English housebuilders asking residents to sign non-disclosure agreements
Housebuilders in England that carry out repairs on new-build homes are asking residents to sign non-disclosure agreements, an MP has alleged.
Clive Betts, MP for Sheffield South East and chairman of Parliament’s housing committee, told BBC Radio 4’s Money Box programme that the practice was appalling and would not be acceptable in other industries.
He said housebuilders needed to be more open about what work had been required as systemic defects might affect other properties, too.
He told the Money Box programme: “If this kind of thing happens in the car industry for example, car companies have to tell their customers, issue a recall, and get the problem fixed. I don’t see why it should be any different when it comes to buying houses.”
Paula Higgins, chief executive of property advice group HomeOwners Alliance, said the practice was very prevalent and should be banned.
She stated that the practive is “a form of blackmail to ensure that housebuilders keep their reputations intact.”
Ms Higgins said buyers of new-build properties needed to go into a purchase with their eyes open and do everything they could to know exactly what they were buying.
She added: “New homes can be riskier than old homes because you do not know what you are buying. It is natural that expectations for quality are high with new builds but there can be huge issues that you are stuck with if you complete a purchase.£
Ms Higgins advised prospective buyers to get a snagging survey before making a purchase to spot any defects. If a developer does not allow a snagging survey to be done before completing on a property, buyers should get one as soon as possible after they have moved in, she added.
While some defects can be minor, others can be very serious, such as problems with plumbing and sewerage systems, brickwork, or foundations, The Sunday Telegraph reports.
However, the Home Builders Federation, a trade association for the home building industry in England and Wales, said the practice was “not widely used” by housebuilders.
A spokesman said: “Settlement agreements are legal contracts that are used by businesses across all sectors. They are not widely used by housebuilders and when they are it tends to be with regards to details of compensation payments, sometimes at the request of the customer.”
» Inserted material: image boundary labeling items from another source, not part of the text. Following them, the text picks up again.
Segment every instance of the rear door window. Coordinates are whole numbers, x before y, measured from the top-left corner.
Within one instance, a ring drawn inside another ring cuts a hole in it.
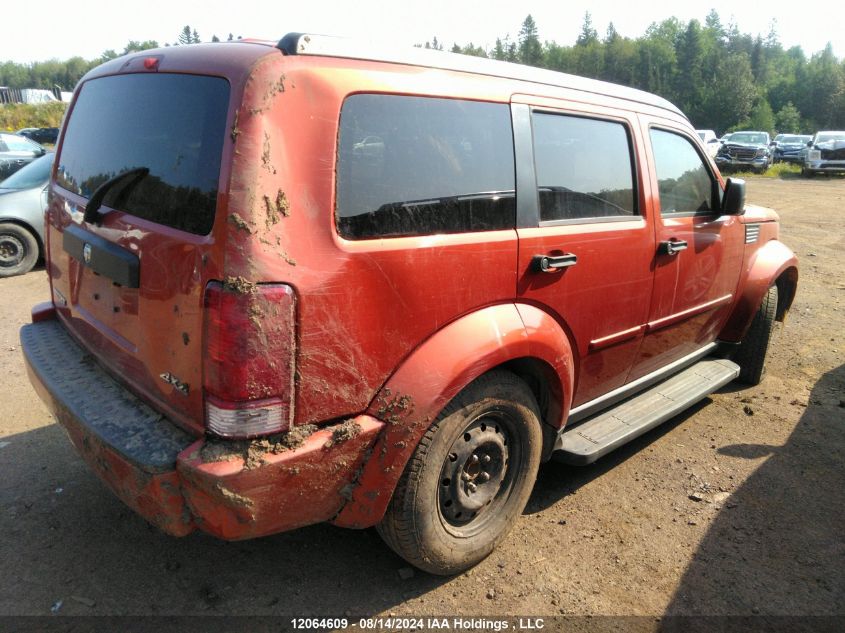
[[[713,213],[718,209],[718,186],[692,142],[680,134],[651,130],[657,169],[660,212]]]
[[[541,222],[637,214],[631,141],[624,124],[535,112],[532,127]]]
[[[138,170],[103,204],[205,235],[214,223],[228,104],[229,83],[219,77],[150,73],[88,81],[68,121],[58,184],[90,198],[103,183]]]
[[[340,115],[337,228],[347,239],[510,229],[506,104],[359,94]]]

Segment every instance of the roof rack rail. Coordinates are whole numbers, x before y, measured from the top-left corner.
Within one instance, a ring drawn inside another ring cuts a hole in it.
[[[318,35],[314,33],[288,33],[276,44],[276,48],[285,55],[318,55],[324,57],[341,57],[347,59],[365,59],[369,61],[421,66],[424,68],[439,68],[458,72],[475,73],[493,77],[503,77],[538,84],[570,88],[593,94],[628,99],[663,110],[668,110],[686,118],[675,104],[663,97],[612,84],[597,79],[587,79],[578,75],[569,75],[553,70],[533,68],[510,62],[502,62],[482,57],[461,55],[424,49],[419,47],[386,47],[374,44],[369,40],[338,37],[334,35]]]

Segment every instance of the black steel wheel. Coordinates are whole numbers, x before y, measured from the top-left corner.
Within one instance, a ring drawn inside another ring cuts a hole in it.
[[[28,273],[38,261],[38,240],[17,224],[0,223],[0,277]]]
[[[496,370],[461,391],[423,436],[378,531],[411,564],[454,574],[483,560],[518,519],[542,430],[522,380]]]

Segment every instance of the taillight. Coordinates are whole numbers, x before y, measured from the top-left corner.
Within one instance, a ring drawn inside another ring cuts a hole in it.
[[[295,318],[290,286],[208,284],[203,386],[210,432],[254,437],[290,427]]]

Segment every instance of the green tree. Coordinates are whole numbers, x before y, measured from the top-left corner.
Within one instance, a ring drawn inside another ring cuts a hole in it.
[[[528,66],[542,66],[543,47],[537,33],[537,24],[530,14],[523,20],[519,29],[518,59],[520,63]]]
[[[747,127],[762,132],[773,132],[775,129],[775,115],[772,107],[765,97],[758,97],[751,108],[751,116],[748,119]]]
[[[758,96],[748,55],[726,55],[719,63],[706,95],[705,109],[713,129],[728,130],[740,121],[746,121]]]
[[[788,101],[775,115],[775,129],[782,133],[801,132],[801,113]]]
[[[576,46],[587,46],[599,41],[599,34],[593,28],[593,16],[589,11],[584,12],[584,22],[581,24],[581,34],[575,40]]]

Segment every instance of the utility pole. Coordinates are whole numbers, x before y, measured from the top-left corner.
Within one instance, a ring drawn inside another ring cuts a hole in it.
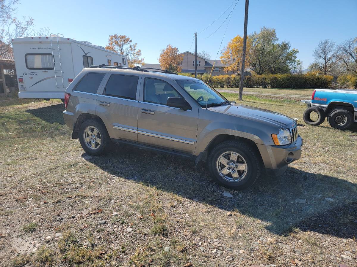
[[[195,33],[195,38],[196,40],[196,48],[195,49],[195,78],[197,78],[197,30]]]
[[[244,15],[244,36],[243,36],[243,54],[242,57],[240,80],[239,82],[239,101],[242,101],[243,93],[243,80],[244,79],[244,64],[245,62],[245,51],[247,47],[247,26],[248,24],[248,9],[249,0],[246,0],[245,14]]]

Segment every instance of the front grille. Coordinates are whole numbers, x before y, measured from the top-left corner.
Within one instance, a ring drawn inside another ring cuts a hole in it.
[[[291,143],[293,144],[297,139],[297,125],[295,125],[293,127],[290,129],[290,130],[291,134]]]

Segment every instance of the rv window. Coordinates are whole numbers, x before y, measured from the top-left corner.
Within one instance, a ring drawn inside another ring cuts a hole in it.
[[[73,88],[73,91],[96,94],[104,73],[88,73]]]
[[[138,76],[112,74],[105,86],[104,94],[135,100],[139,79]]]
[[[53,69],[52,54],[26,54],[25,56],[26,67],[29,69]]]
[[[93,58],[87,56],[83,56],[83,68],[89,68],[93,65]]]

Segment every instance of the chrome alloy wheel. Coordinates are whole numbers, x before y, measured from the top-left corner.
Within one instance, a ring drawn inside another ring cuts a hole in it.
[[[89,126],[83,133],[84,142],[91,149],[97,149],[102,142],[102,137],[98,129],[94,126]]]
[[[347,117],[345,115],[340,114],[336,116],[335,119],[335,123],[337,125],[344,125],[347,121]]]
[[[233,151],[227,151],[221,154],[216,165],[221,177],[231,183],[241,181],[248,172],[248,165],[245,159]]]

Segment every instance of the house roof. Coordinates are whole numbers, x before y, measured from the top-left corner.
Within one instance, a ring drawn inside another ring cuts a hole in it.
[[[205,62],[205,67],[213,67],[213,63],[215,67],[225,67],[230,65],[229,64],[223,63],[221,59],[209,59]]]
[[[191,55],[193,55],[193,56],[195,56],[195,53],[192,53],[192,52],[190,52],[189,51],[186,51],[186,52],[183,52],[183,53],[180,53],[180,54],[181,55],[182,54],[186,54],[187,53],[191,54]],[[207,59],[206,58],[205,58],[202,57],[200,57],[198,55],[197,55],[197,57],[199,57],[200,58],[202,58],[203,59],[205,59],[205,61],[207,60]]]
[[[141,65],[143,68],[152,68],[154,69],[161,69],[160,64],[151,64],[149,63],[145,63]]]
[[[14,52],[10,46],[0,41],[0,62],[11,63],[15,61]]]
[[[194,73],[195,70],[194,69],[182,69],[181,70],[181,72],[187,72],[189,73]],[[207,72],[204,69],[197,69],[197,73],[207,73]]]

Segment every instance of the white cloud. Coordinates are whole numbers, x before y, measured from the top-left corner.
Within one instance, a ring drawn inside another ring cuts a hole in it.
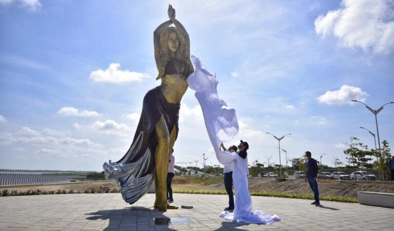
[[[324,125],[326,124],[328,122],[327,119],[323,117],[314,116],[309,117],[309,118],[312,120],[312,123],[313,124]]]
[[[129,130],[129,126],[125,124],[119,124],[111,120],[107,120],[104,122],[96,121],[91,126],[93,129],[101,130],[126,131]]]
[[[48,136],[53,136],[55,137],[60,137],[64,136],[66,132],[64,131],[56,131],[49,128],[45,128],[43,130],[43,133]]]
[[[238,77],[238,76],[240,75],[240,74],[238,73],[238,72],[235,71],[232,71],[231,73],[231,76],[234,78]]]
[[[44,136],[43,133],[56,132],[56,135],[64,134],[54,130],[46,128],[42,133],[30,129],[28,127],[24,127],[14,134],[10,132],[0,133],[0,144],[11,144],[15,143],[26,143],[34,145],[65,145],[72,146],[86,145],[93,147],[102,147],[99,144],[91,141],[88,139],[74,139],[70,137],[55,138],[51,136]]]
[[[149,75],[144,73],[130,71],[128,70],[122,70],[119,63],[111,63],[105,70],[98,69],[90,73],[90,79],[95,82],[111,83],[122,83],[130,82],[141,82]]]
[[[61,151],[56,149],[51,149],[49,148],[42,148],[41,149],[37,151],[36,153],[39,153],[40,154],[55,155],[60,154],[61,153]]]
[[[70,137],[60,139],[58,142],[60,144],[69,145],[94,146],[96,145],[96,144],[90,141],[90,140],[88,139],[74,139]]]
[[[315,30],[324,37],[333,34],[345,47],[388,53],[394,48],[392,0],[343,0],[343,7],[320,15]]]
[[[74,123],[73,126],[77,130],[88,129],[97,131],[102,133],[119,137],[126,136],[127,132],[130,130],[130,127],[127,125],[118,123],[112,120],[107,120],[104,122],[97,120],[92,124],[87,125]]]
[[[359,87],[343,85],[339,90],[327,91],[324,94],[318,98],[319,102],[326,104],[344,104],[353,103],[352,100],[365,102],[365,97],[368,96],[367,92],[361,90]]]
[[[189,107],[185,103],[181,104],[181,109],[179,110],[179,122],[195,121],[195,120],[204,122],[201,107],[200,105],[196,105],[193,107]]]
[[[12,134],[10,132],[0,132],[0,145],[8,145],[12,143]]]
[[[6,122],[7,119],[4,118],[3,116],[0,114],[0,123],[1,122]]]
[[[30,129],[28,127],[23,127],[21,130],[17,131],[16,135],[24,137],[36,137],[41,135],[40,132]]]
[[[131,114],[124,114],[122,115],[122,117],[124,118],[127,119],[128,120],[133,120],[134,121],[139,121],[140,120],[140,114],[138,113],[132,113]]]
[[[25,151],[26,149],[24,148],[16,147],[16,148],[12,148],[12,150],[14,150],[17,151]]]
[[[335,147],[336,148],[341,148],[343,149],[346,147],[346,145],[341,143],[340,144],[337,144],[335,145],[334,145],[334,147]]]
[[[80,111],[77,109],[71,107],[62,107],[60,110],[57,111],[57,113],[65,116],[74,116],[81,117],[94,117],[101,116],[101,114],[97,113],[96,111],[88,111],[86,110]]]
[[[36,10],[42,6],[40,0],[0,0],[0,4],[3,5],[10,5],[15,3],[28,7],[31,10],[33,11]]]
[[[112,120],[107,120],[104,122],[96,121],[91,125],[83,126],[76,123],[74,127],[78,129],[88,129],[98,131],[102,133],[125,137],[127,132],[130,130],[130,127],[126,124],[118,123]]]

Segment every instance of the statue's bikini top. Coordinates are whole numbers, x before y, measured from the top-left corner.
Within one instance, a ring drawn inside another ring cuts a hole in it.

There were 244,000 new homes built in 2019 to 2020, according to government figures, the highest number of homes built in a year since 1987.
The Daily Telegraph has previously campaigned against allowing gagging orders to protect companies and silence whistleblowers at the expense of the public.
A Telegraph investigation revealed a number of individuals had been paid large sums of money under NDAs by Sir Philip Green to prevent allegations of sexual misconduct and racial abuse from being aired in public.